When you go to change the temperature and your climate control disappears at the push of a putton

When you check your mirrors and one side is rusted and the other is special-ed

When you have to pay 80 bux to get your radio turned back on

When you dont even want to know what the next thing to replace is going to cost

And for me personally...when you laugh at the guy doing your alignment when he says your thrust angle is in spec.

madvillainb5
01-27-2006, 11:18 PM
When you wished that the A4 has no relations to the Passat.

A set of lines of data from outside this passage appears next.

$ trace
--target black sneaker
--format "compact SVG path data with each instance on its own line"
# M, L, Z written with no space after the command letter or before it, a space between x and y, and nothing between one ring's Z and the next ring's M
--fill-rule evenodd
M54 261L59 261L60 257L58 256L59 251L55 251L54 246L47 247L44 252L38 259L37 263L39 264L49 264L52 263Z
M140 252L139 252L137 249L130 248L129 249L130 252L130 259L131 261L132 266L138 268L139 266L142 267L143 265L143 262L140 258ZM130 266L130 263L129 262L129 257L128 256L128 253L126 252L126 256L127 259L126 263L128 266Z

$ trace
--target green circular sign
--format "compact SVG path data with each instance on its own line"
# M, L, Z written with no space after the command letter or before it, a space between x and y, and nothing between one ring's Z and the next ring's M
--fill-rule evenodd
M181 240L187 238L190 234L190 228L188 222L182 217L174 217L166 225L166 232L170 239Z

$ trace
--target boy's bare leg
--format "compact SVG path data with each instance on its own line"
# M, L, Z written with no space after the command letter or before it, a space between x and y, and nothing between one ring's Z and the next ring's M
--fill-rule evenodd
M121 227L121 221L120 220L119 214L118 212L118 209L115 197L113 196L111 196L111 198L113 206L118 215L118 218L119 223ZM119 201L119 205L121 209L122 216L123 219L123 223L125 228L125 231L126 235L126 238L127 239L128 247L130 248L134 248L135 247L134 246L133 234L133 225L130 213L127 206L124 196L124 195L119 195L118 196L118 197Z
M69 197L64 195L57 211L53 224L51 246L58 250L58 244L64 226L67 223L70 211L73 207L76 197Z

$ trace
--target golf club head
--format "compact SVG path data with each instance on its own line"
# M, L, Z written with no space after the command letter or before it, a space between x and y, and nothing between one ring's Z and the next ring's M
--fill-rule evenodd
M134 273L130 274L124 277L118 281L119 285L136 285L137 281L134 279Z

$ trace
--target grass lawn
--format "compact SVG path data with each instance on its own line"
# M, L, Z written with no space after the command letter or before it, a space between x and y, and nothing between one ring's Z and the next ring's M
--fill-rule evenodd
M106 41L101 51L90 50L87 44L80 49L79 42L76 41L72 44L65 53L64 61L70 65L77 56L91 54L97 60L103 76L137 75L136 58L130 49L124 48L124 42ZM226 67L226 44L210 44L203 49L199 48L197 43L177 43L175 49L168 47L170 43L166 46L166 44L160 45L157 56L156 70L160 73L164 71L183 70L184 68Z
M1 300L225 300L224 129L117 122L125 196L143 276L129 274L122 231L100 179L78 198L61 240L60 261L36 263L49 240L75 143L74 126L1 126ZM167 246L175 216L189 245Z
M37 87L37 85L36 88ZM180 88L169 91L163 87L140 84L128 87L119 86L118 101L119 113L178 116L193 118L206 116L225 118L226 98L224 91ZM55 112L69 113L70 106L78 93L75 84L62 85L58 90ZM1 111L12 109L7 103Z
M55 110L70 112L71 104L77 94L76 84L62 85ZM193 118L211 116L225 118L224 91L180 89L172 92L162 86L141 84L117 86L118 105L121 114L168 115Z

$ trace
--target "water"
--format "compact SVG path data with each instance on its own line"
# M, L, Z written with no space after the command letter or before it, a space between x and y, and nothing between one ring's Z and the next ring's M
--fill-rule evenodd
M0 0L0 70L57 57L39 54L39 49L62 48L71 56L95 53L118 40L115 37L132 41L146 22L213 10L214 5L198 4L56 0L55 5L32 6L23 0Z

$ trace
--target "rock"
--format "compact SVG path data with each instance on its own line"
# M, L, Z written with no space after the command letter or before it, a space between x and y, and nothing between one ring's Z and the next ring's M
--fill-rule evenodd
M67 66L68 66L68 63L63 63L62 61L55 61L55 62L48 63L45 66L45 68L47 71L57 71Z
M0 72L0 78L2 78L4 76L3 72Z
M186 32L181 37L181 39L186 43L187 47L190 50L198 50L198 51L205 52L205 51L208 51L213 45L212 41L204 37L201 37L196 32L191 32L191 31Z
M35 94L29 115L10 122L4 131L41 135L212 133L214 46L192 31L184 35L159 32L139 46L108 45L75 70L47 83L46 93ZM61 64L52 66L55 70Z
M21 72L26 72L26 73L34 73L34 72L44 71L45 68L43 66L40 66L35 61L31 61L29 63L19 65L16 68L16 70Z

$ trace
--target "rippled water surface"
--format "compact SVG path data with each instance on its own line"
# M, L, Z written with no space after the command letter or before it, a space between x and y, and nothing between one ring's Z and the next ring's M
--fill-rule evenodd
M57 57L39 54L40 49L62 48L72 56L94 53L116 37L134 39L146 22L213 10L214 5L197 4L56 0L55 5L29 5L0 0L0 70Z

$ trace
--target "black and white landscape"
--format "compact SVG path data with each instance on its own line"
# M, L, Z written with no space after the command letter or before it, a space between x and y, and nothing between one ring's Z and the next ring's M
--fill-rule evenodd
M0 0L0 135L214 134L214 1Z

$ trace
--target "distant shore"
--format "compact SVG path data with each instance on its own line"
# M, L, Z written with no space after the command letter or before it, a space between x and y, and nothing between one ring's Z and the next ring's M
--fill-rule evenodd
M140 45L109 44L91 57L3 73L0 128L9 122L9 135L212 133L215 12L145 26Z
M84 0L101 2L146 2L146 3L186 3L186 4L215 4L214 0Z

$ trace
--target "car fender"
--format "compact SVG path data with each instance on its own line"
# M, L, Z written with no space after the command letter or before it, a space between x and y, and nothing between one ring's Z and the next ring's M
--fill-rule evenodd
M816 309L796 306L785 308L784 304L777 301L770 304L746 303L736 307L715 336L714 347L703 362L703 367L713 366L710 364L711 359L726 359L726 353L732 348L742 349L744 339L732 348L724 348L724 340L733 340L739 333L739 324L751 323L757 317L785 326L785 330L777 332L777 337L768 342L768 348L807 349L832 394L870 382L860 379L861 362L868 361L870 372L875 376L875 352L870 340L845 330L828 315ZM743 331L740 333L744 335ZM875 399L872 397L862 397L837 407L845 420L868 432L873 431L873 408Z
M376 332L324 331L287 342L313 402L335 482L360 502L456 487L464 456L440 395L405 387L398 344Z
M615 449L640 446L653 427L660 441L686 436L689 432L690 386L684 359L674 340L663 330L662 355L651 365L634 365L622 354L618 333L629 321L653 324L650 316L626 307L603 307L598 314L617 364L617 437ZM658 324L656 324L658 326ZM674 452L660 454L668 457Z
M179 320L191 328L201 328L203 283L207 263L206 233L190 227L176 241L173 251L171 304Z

When you think that your interior is Black when it is actually Blue under sun light.

When everyone thinks a Stock 1.8T is Fast because of the Turbo and AWD features.

JeffM1587
01-27-2006, 11:46 PM
Originally posted by madvillainb5

When you think that your interior is Black when it is actually Blue under sun light.

[/B]
haha thats great, mine is like that to. i still dont know the true color of my car on the inside

AudiA4_20T
01-28-2006, 02:09 PM
You know your a B5 A4 owner when your laptop (VAG-COM) has its spot in the garage next to your rachet set....

You know your a B5 A4 owner when you cant tell if your clutch is actually going or it just grabs when your knee is in your chest

You know your a B5 A4 (Quattro) owner when your favorite time on the roads is before the plow trucks go out...

Nukkah03
01-28-2006, 03:49 PM
You know your a B5 owner, when the crap bose system turns the volume up by itself.

You only owned it for 2 years and you have $6000+ in receipts for repairs.

You know you own a B5 with it takes 2 hours to unlock with the fob, damn vacuum locks!!

ooa4oo
01-28-2006, 06:24 PM
..when you turn your sunroof knob and then say, "what the.."

..when you try to google for a decent rear lip and then say, "what the.."

..when someone getting in your car tries to set their drink and says, "what the.."

oh..and when you sometimes feel your car is kinda gay because its too bubbly and cute stock.